With no Justice filing a dissent, the Supreme Court on Tuesday cleared the way for a lower federal court to draw a new election map that probably will assure Alabama’s black voters a chance to elect a second member of the U.S. House of Representatives next year. Since 1992, they have had only one House district where they had voting control.
The potential for a wider impact of the Court’s action is that black voters in other Southern states may also get similar opportunities, enhancing the prospect that the Democrats could gain a majority in the House in next year’s elections.
At midday today, the Court issued two orders, one sentence in each, rejecting two requests by Alabama state officials to block lower court rulings that will lead to creation of two congressional districts in which black voters will have a majority, or close to that, and thus likely control of the outcome. The new election map will be drawn by a court-appointed specialist team; that result will be subject to testing in the federal courts in advance of the next election in 2024.

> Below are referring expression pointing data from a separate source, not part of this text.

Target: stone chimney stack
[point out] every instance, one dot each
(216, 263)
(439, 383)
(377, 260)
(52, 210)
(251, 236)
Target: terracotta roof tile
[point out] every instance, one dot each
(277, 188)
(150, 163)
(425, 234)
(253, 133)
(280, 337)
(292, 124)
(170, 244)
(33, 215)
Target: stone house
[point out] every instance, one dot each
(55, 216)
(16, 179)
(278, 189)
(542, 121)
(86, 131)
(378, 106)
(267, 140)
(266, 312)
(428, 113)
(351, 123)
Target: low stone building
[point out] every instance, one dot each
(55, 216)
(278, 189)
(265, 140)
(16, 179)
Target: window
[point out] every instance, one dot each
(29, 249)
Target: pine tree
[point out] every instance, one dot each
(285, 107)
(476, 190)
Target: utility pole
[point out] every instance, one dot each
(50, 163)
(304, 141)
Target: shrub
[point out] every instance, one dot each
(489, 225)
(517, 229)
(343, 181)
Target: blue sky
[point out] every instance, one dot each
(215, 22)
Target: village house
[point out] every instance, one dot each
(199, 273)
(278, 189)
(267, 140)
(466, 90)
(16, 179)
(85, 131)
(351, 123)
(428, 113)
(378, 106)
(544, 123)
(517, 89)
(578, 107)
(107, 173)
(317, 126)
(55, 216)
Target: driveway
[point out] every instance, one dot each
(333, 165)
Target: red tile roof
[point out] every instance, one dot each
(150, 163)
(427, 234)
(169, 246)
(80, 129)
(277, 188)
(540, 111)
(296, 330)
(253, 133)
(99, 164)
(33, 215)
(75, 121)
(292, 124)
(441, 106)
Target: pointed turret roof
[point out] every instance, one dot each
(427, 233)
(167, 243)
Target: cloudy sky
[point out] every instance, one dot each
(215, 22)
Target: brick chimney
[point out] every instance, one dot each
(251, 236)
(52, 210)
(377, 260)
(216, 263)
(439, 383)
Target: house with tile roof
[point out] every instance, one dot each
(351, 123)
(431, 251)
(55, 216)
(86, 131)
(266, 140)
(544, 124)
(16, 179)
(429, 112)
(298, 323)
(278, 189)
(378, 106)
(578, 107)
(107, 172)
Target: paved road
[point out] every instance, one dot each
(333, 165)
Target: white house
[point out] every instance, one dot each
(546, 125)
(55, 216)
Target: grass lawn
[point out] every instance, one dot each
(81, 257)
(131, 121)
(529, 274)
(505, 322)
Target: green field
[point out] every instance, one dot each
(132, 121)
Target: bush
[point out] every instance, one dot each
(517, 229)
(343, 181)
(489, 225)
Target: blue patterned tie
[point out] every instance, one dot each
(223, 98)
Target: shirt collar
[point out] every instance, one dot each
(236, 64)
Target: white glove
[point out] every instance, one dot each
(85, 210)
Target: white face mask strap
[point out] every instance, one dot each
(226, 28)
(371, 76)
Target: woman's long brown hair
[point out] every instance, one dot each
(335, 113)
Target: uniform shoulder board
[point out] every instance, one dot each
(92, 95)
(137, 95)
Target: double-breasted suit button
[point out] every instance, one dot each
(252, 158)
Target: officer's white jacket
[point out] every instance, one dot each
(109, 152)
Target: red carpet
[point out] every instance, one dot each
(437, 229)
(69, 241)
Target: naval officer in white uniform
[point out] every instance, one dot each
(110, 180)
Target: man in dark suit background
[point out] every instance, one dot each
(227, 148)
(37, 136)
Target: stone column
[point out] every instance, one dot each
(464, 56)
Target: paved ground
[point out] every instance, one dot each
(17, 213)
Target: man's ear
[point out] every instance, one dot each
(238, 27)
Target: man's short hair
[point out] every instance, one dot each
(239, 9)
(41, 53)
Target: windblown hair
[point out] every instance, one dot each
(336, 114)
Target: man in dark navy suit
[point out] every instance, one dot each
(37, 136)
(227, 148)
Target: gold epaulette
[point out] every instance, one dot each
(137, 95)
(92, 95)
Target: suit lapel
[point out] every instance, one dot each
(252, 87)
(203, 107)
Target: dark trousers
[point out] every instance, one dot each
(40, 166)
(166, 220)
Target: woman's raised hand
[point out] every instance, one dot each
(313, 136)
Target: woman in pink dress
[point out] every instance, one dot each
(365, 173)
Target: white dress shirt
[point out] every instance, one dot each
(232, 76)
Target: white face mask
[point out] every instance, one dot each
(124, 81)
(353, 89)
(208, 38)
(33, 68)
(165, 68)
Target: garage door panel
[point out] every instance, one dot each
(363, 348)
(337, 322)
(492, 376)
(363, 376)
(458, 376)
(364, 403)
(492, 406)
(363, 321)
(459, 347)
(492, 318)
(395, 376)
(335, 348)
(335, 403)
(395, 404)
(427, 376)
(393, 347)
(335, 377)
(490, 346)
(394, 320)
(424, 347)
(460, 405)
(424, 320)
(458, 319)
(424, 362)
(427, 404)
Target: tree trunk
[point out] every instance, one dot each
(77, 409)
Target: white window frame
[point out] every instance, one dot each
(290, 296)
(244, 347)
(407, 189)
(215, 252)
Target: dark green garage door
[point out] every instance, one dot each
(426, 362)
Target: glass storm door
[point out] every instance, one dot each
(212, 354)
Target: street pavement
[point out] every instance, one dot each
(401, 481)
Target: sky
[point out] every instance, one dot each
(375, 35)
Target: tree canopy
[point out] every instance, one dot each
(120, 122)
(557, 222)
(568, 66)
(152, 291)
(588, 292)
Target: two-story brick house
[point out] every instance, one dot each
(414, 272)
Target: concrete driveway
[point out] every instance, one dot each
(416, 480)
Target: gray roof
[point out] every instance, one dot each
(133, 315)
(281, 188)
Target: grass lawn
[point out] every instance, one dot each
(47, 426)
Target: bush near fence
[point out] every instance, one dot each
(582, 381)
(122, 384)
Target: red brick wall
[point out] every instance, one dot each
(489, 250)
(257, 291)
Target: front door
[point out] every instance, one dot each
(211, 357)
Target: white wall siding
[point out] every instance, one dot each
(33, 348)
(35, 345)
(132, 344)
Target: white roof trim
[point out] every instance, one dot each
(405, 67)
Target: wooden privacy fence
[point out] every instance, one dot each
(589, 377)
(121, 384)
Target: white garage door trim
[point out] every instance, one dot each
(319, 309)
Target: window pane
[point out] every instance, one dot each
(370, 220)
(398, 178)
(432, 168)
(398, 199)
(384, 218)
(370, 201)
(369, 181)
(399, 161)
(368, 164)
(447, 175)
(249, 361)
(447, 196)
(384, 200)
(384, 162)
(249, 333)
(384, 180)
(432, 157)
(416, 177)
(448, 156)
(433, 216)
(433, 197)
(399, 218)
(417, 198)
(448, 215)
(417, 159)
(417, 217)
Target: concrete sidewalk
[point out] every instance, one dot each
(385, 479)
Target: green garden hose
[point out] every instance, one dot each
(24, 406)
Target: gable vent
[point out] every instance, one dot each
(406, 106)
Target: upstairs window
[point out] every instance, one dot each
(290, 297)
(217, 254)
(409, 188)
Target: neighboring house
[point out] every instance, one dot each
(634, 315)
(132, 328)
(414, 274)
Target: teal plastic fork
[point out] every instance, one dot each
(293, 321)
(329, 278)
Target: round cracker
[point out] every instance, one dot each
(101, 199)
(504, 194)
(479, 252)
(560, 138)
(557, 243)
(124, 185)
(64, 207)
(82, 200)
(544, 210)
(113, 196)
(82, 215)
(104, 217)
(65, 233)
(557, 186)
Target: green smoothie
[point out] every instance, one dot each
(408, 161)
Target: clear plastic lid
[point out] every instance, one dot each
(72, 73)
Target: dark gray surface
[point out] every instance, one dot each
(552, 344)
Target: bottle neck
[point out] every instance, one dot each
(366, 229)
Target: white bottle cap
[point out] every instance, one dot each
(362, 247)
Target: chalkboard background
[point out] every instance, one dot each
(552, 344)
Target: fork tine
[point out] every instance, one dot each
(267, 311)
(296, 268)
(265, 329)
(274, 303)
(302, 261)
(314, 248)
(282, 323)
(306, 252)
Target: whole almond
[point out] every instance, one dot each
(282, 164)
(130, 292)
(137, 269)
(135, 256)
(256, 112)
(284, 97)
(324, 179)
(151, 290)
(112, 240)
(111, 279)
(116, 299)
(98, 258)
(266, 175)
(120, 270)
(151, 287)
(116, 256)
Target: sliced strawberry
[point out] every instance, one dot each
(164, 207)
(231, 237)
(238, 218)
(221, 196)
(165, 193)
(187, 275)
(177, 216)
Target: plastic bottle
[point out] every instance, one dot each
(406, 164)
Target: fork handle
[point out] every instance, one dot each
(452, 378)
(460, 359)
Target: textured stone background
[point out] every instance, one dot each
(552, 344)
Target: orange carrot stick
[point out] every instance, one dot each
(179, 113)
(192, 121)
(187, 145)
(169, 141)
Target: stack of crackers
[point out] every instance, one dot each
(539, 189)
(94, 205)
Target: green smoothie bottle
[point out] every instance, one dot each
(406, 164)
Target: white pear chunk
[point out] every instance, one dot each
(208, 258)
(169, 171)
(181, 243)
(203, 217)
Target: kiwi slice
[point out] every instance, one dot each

The Justices’ two orders did not explain why they had acted, but one probable explanation is that at least some of the Justices believed that the Alabama legislature had defied a ruling the Supreme Court itself had issued last June, appearing to require that the state have two, not one, House districts controlled by black voters. The legislature had reacted to that decision by, for a second time, creating only one House districts where blacks were assured of a chance to elect a Representative of their choosing.
It is important to note, however, that the Court’s action today was not a final decision on the dispute over Alabama’s delegation in the House of Representatives. State officials can still pursue new appeals in the Court to challenge the new maps that will now be drawn, but that may be too late to prevent the creation of two new black-controlled districts for use in the 2024 election.
Alabama has seven seats in the House. Although blacks make up about 27 percent of the state’s voting population, black voters in the state have previously controlled only 14 percent of the state’s delegation. The new maps very likely will double that, to about 28 percent. (While the use of refined computer data can enable map-makers to draw election districts that may control election outcomes, race can not be the sole factor in such line-drawing. Federal civil rights law, though, requires that voters of a racial minority be given an equal opportunity to choose candidates of their choice, and election district lines can be drawn to make that happen.)
State officials have argued repeatedly in the Supreme Court and lower federal courts that re-drawing of congressional district lines must be done by race-neutral methods, or the resulting maps will be a form of racial preference in violation of the Constitution mandate of racial equality. Last June, in the Supreme Court’s ruling based upon a part of the 1964 civil rights law, the Justices by a vote of 5-to-4, rejected that argument.
That ruling last June was something of a surprise, because the Court’s majority in recent years has issued several rulings that provided narrow interpretations of federal voting rights law, leading to efforts in Congress – so far, unsuccessful – to enact new protections for voting rights.